- Born: 1983/1984
- Died: March 13, 2026 (aged 42) Petersburg, Virginia, US
- Other names: Saamel Mable
- Occupations: Activist Drag performer

= Shyyell Diamond Sanchez-McCray =

American drag performer and activist

Shyyell Diamond Sanchez-McCray (1983/1984 – March 13, 2026) was an American drag performer and activist who was murdered in 2026.

== Career ==
Sanchez-McCray worked as a club promoter and drag queen, competing in drag pageants around the United States. He won the Miss Mayflower EOY pageant in 2015. In 2017, he was the second alternate to Miss North Carolina Mardis Gras. He was active in Virginia and in Charlotte, North Carolina, where he was involved in the Charlotte Black Pride pageant circuit and won the Miss Charlotte FFI-at-Large pageant in 2020.

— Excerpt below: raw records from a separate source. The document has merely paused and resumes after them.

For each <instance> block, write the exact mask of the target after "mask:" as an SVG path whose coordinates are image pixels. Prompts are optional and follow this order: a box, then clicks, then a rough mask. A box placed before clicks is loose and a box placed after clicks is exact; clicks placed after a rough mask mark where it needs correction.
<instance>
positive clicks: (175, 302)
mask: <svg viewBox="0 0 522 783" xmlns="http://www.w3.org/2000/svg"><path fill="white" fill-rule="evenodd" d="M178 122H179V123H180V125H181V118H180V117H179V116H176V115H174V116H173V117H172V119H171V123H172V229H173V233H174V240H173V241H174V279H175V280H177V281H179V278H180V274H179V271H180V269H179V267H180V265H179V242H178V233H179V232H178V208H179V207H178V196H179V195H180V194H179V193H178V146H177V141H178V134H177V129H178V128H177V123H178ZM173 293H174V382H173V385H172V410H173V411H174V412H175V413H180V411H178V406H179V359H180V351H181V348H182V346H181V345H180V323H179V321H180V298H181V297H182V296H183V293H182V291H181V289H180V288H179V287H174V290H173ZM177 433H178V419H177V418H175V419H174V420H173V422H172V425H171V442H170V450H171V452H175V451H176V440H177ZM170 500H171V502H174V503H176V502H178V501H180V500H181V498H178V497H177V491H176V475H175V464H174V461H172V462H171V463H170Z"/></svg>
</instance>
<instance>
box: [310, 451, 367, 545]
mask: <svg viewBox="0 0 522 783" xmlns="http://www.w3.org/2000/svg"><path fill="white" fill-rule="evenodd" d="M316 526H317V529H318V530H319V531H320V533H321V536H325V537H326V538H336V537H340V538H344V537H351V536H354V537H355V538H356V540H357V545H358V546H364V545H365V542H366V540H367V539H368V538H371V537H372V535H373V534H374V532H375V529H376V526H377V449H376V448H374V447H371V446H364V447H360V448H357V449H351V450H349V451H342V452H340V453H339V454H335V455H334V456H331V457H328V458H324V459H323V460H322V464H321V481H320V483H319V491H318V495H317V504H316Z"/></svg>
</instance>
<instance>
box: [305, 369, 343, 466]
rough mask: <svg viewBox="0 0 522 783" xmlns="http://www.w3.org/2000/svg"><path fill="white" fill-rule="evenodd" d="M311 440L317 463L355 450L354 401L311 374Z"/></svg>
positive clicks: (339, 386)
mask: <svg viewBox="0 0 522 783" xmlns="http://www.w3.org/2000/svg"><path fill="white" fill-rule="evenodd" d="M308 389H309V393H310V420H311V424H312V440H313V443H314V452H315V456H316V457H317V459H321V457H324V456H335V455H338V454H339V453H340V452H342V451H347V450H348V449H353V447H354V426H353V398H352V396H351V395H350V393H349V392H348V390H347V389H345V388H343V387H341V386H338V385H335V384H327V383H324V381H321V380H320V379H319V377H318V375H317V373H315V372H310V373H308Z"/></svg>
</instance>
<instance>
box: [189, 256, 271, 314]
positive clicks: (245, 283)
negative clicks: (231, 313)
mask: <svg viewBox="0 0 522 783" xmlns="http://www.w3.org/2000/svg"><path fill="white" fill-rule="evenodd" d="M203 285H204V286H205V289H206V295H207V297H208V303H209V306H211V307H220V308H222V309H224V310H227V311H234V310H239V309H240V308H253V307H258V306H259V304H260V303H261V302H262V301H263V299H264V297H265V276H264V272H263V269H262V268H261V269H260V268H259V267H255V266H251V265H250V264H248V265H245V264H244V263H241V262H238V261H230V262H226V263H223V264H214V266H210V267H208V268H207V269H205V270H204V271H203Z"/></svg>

He worked with the Nationz Pageantry system and also ran a catering company.

In 2023, Sanchez-McCray boycotted Bar at 316, an LGBTQ+ sports bar in Charlotte that was reportedly mistreating Black patrons.

== Murder ==
On March 13, 2026, Sanchez-McCray was shot and killed in Petersburg, Virginia. He was forty-two years old at the time of his murder. Police officers responded to the shooting and found his body, with multiple gunshot wounds, inside a house with an unsecured door. He was pronounced dead at the scene and was misgendered as a trans woman in initial news reports. His family later stated he identified as a gay man.

His funeral was scheduled to take place on March 27, 2026, at Johnson Celebration of Life Center in Petersburg, Virginia.